BITTER WINTER

The Religious Liberty Crisis in Japan and the Anti-Cult Movement: The Vienna Videos

by | Oct 15, 2024 | Testimonies Global

FOREF (Forum for Religious Freedom Europe) organized on October 4 an Info Evening on the Japanese witch hunt following the Abe assassination. Here are the videos.

by Alessandro Amicarelli

Massimo Introvigne speaking at the Info Evening. Photo by Peter Zoehrer.
Massimo Introvigne speaking at the Info Evening. Photo by Peter Zoehrer.

On July 8, 2022, former Prime Minister Shinzo Abe (1954–2022) was assassinated in Nara, Japan. The assassin, Tetsuya Yamagami, claimed he wanted to punish him for his cooperation with organizations connected with the Unification Church (now called the Family Federation for World Peace and Unification). Yamagami said he hated the Unification Church because his mother, a member, went bankrupt in 2002, allegedly because of excessive donations to the religious movement. He confessed he had also planned to assassinate Dr. Hak Ja Han Moon, the leader of the Family Federation.

Anti-cultists and the media managed to persuade the Japanese public opinion, and the government itself, that the Unification Church was responsible for the crime. An unprecedented campaign against “cults” followed, with the enactment of new anti-cult laws and regulations and a governmental lawsuit seeking the dissolution of the Family Federation as a religious corporation.

FOREF, the Forum for Religious Freedom Europe, organized on October 4 in its center in Vienna an Info Evening on the theme “Japan: The Ongoing Fight for Religious Freedom.” Guests in a fully packed conference room included representatives of most religions present in the Austrian capital, journalists, human rights activists, and scholars, some of them from other parts of Austria and nearby countries.

Peter Zoehrer, a well-known Austrian journalist, and the Executive Director of FOREF introduced the event and presented the activities of FOREF in Europe and Africa, where a new sister organization has recently been established. He then presented the two speakers, Massimo Introvigne, an Italian sociologist and the Managing Director of CESNUR, the Center for Studies on New Religions, who also serves as editor-in-chief of “Bitter Winter,” and Rosita Šorytė, a former Lithuanian diplomat and a member of the scientific committee of the European Federation for Freedom of Belief (FOB).
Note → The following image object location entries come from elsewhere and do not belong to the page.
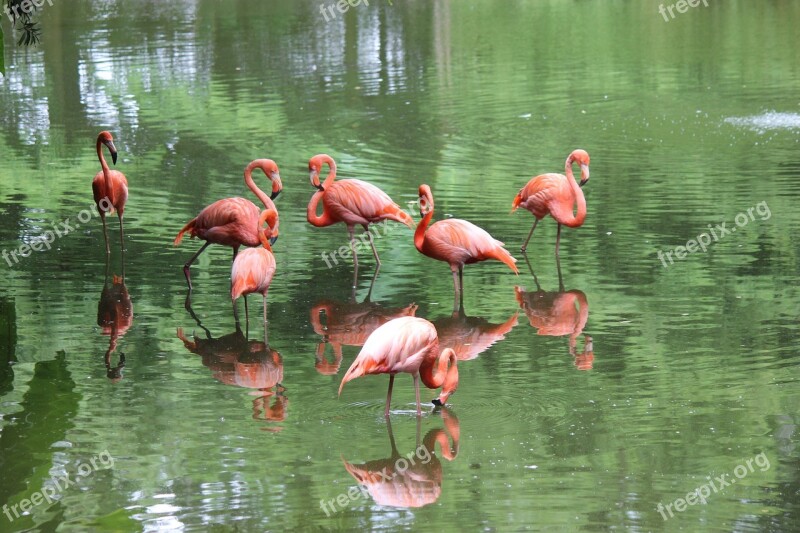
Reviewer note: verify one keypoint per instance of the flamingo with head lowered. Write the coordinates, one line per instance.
(233, 221)
(556, 195)
(411, 345)
(110, 188)
(351, 201)
(456, 242)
Peter Zoehrer’s introduction and Massimo Introvigne’s presentation.

Introvigne offered what some in the audience in the Q&A period that followed the presentations hailed as the best summary of Japan’s religious liberty crisis offered so far. He denounced the twisted argument according to which, if Yamagami’s mother had not become a member of, and donated significantly to the Church, the assassin would not have had a grudge against the religious group and its supporters, including Abe, and would not have killed the former Prime Minister. Obviously, the argument does not make sense, Introvigne said. He compared it to the defense often used by lawyers representing rapists that, if the girl had not showed herself as beautiful and sexy, she would not have been raped.

Acting against the Unification Church and seeking its legal dissolution, as the Japanese government is doing, also means that in Japan crime pays, Introvigne added. Through the government Yamagami is now achieving precisely what he wanted, i.e., destroying the Unification Church.

Šorytė offered a broader perspective on the international anti-cult movement. She noted that aggressive opposition to groups stigmatized as “cults” has (re-)emerged in recent years as a significant social force in countries as diverse as Russia and Japan. Her presentation examined six national situations—United States, China, Russia, France, Japan, and Argentina—and the different interests inspiring the local anti-cult campaigns.

Šorytė presenting her paper at the FOREF Info Evening.
Šorytė presenting her paper at the FOREF Info Evening.

In her second part, Šorytė argued that, while remaining different, anti-cult campaigns also have common elements and are supported by the lobbying efforts of diverse social actors such as the umbrella anti-cult federation FECRIS, the research consortium Invictus, the international diplomatic action of France, Russia, and China, Communist parties, international TV networks that have allied themselves with the anti-cult movements (primarily Netflix), anti-trafficking agencies interested in expanding their activity to “cults,” and private individual and corporate donors. While there is not a single “hidden hand” coordinating the anti-cult activities throughout the world, the role of these coordinating agencies should not be under-estimated and is largely behind what is happening in Japan, Šorytė concluded.

The full video of Šorytė’s lecture.

The success of the initiative, and of a plenary session on October 5 on the same subject with Zoehrer, Introvigne, and Šorytė at the 2024 Central European Symposium for the Academic Study of Religion (CESAR) at Vienna’s Central European University familiarized scholars, reporters, activists, and religionists from several countries with the seriousness of the religious liberty crisis in Japan and its background. More advocacy may (and perhaps should) follow.